The puppet angels truly terrified Laurel. And they did look exceptionally sinister. They not only broke the rules by having animal heads and sneaking in unexpectedly from the back of the hall, but also they failed to announce what all Biblical angels know is the first order of business when appearing to humans. You already know the line: “Do not be afraid!” or “Fear not!”
Real-live angels must be quite terrifying, too. Remember the shepherds – those burly tough guys who weren’t afraid to take on any lions or bears that threatened their sheep? Even they were terrified by the angel that appeared to them and by the glory of the Lord shining around them that night when our Savior arrived.
The first angel the shepherds saw had a mission of utmost significance: to proclaim good news of great joy. Peace on earth! The Savior of the world had just been born!
One must be calm to be able to listen to such a meaningful message. That’s why the angel had to calm the shepherds with his words, “Do not be afraid.”
The spoken word is such a powerful thing – and even more so when it’s the Word of God. Clearly these words calmed the shepherds, as they soon heard the angel’s message of peace and then found the baby Jesus.
Imagine the rush of wings as a whole crowd of angels then came into sight, all praising God together and saying, “Glory to God in the highest heaven, and on earth peace to those on whom His favor rests.” (Luke 2:14)
That said, Christmastime should be peaceful, right? Yet isn’t it hard to find peace when so many distractions masquerade as necessary to our Christmas celebration? Like giant puppets, distractions can trouble us and sometimes even make us want to hide under our coats.

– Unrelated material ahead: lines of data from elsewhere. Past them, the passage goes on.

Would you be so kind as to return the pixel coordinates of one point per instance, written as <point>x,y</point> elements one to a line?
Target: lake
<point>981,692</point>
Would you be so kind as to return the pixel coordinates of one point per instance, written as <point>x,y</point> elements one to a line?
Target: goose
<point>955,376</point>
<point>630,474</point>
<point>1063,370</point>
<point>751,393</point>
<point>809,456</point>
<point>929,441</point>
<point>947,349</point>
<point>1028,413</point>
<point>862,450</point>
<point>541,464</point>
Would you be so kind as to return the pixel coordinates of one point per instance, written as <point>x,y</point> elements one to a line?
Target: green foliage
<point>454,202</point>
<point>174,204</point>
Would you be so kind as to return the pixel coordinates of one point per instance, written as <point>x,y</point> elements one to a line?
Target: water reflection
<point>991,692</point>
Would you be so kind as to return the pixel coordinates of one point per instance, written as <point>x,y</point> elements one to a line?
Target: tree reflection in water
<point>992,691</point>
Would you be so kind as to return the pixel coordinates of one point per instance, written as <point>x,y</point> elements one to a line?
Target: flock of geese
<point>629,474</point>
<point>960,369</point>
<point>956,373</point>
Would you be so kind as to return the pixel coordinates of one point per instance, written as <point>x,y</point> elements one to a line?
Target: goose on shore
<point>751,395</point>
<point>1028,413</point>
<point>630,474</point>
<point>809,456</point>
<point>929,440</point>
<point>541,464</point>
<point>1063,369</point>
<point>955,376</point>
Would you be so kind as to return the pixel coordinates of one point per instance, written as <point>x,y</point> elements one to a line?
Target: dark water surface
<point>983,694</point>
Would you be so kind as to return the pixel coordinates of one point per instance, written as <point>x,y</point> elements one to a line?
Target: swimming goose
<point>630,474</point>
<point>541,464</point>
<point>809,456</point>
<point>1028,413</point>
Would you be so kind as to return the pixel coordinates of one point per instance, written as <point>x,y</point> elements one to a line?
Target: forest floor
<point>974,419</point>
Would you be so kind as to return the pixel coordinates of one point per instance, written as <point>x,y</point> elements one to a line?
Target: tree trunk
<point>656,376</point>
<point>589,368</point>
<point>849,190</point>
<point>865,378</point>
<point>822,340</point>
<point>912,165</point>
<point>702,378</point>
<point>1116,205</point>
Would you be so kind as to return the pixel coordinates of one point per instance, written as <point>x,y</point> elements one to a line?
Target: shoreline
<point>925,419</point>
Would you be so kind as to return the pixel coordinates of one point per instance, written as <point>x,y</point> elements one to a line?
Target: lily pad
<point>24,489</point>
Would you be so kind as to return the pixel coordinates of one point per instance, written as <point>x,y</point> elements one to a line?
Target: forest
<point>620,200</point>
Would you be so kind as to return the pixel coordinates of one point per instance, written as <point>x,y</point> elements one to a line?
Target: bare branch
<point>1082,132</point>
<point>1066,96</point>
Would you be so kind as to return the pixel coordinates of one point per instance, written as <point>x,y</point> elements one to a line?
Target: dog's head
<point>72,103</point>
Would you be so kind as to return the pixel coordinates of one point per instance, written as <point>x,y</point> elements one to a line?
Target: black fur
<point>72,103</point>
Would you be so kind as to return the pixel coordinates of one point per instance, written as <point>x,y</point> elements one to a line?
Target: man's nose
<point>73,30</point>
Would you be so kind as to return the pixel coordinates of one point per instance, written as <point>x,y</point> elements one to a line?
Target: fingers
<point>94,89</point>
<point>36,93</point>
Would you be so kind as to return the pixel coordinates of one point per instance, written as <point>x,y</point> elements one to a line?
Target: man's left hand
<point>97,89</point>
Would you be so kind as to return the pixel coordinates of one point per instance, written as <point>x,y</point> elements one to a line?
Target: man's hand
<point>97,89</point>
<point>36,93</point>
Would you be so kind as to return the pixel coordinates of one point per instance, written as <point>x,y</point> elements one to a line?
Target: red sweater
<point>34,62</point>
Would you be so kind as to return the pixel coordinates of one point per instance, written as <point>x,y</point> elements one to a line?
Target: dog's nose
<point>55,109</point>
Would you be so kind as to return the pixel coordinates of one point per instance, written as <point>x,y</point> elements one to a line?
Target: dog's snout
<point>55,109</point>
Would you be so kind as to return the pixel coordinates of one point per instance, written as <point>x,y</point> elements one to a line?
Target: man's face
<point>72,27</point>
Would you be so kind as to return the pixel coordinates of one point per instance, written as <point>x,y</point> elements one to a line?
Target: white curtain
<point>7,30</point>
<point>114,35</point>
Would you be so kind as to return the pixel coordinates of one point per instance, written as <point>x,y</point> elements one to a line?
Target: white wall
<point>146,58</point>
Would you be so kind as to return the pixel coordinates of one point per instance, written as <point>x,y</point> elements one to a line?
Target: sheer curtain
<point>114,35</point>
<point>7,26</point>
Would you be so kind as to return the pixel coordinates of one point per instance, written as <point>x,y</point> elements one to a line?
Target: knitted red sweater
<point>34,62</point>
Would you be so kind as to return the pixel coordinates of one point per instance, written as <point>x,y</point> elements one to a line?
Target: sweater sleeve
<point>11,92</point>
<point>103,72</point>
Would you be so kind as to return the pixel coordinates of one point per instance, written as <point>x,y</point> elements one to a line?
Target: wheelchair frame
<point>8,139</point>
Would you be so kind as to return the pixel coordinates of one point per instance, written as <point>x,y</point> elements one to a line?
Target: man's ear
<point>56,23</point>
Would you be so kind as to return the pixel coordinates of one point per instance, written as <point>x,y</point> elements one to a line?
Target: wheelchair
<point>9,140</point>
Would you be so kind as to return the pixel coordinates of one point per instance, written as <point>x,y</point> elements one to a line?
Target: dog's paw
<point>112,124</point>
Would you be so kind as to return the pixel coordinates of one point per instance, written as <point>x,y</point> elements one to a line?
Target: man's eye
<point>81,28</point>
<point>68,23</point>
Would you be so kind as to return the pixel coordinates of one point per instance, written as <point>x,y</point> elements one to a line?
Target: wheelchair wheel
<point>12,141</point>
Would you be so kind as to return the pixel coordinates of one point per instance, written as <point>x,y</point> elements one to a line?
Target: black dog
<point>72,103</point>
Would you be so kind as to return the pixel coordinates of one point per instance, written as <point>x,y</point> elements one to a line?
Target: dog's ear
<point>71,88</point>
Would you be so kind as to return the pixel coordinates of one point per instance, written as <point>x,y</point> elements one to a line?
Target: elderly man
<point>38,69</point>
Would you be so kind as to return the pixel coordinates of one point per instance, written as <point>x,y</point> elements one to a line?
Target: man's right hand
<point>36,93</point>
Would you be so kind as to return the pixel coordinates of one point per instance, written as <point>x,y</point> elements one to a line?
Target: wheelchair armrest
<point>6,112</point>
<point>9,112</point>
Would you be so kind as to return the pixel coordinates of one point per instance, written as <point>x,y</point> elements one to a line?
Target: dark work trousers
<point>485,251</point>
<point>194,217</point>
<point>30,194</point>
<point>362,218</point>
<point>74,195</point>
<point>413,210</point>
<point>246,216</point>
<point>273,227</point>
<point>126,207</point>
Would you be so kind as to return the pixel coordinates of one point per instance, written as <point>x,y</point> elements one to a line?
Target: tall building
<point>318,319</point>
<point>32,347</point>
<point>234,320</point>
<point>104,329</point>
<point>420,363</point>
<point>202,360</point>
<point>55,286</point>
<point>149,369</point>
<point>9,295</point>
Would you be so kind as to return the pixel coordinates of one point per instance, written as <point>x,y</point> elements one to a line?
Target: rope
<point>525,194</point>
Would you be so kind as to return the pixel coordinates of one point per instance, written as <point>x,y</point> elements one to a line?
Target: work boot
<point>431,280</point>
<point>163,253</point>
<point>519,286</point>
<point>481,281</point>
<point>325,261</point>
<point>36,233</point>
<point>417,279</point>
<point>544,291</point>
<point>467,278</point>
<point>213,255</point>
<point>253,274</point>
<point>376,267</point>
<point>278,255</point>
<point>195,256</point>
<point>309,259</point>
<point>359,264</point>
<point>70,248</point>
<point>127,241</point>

But we have an ever-present heavenly Father – One who is always able to quiet us and comfort us in times of trouble. He is mighty to save!
We genuinely find peace when we, like the shepherds, fix our eyes on Jesus, gaze upon His divine excellence, and behold the glory of the Lord. His glory is shining all around us, too, when we look for it and let it transform us.
In the song “Everything Glorious,” David Crowder sings, “My eyes are small but they have seen the beauty of enormous things… From glory to glory, You [Jesus] are glorious. You make everything glorious, and I am Yours. What does that make me?”
We pray you embrace true peace this Christmas and throughout the new year, and we pray you join us in fixing our eyes upon Jesus and allowing Him to transform us. May our small eyes see the beauty of enormous things in 2011!
From glory to glory, He is glorious!